The Florida Memorial University of today is ascending to excellence and stands in a position of great promise. Now a world-class institution, FMU offers undergraduate and graduate programs in high demand fields that prepare students for successful careers in the global marketplace. In fact, FMU graduates enjoy the sixth highest starting salaries in the state
FMU is a community of scholars committed to the pursuit of knowledge, truth, and the free exchange of ideas. Students flourish with support, encouragement, and mentorship. Faculty reinforce the importance of life-long learning, inspiring students to fully participate and contribute to society. FMU students understand what is takes to succeed.
A beautifully renovated, technologically advanced, welcoming campus is the hub of vibrant student life. Whether you reside on or off campus, you will have access to activities for every interest, including athletics, Greek life, academic organizations, the arts, and even a nationally recognized marching band. A small, family-like campus community seamlessly provides the resources and opportunities commonly found at larger institutions.
Community engagement is a crucial part of the FMU experience. The university has become a major presence in the local – and global – community, having formed strong partnerships with renowned corporations and organizations. These relationships open doors, foster connections, and provide real-world experiences that set FMU students apart from the crowd.

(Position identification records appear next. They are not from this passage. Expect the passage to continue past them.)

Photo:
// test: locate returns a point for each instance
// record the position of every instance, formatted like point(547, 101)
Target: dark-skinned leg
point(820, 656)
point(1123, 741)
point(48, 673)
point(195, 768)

FMU is a culturally diverse institution, transforming lives and helping to create a future for people from many races, ethnicities, countries, religions, and socio-economic backgrounds. The FMU legacy is firmly rooted in steadfast dedication and commitment to pursue its mission to instill in our students the values of leadership, character, and service to enhance their lives and the lives of others. Strong moral character, mutual respect, freedom of worship, and a commitment to serve are the hallmarks of what it means to be a Florida Memorial Lion.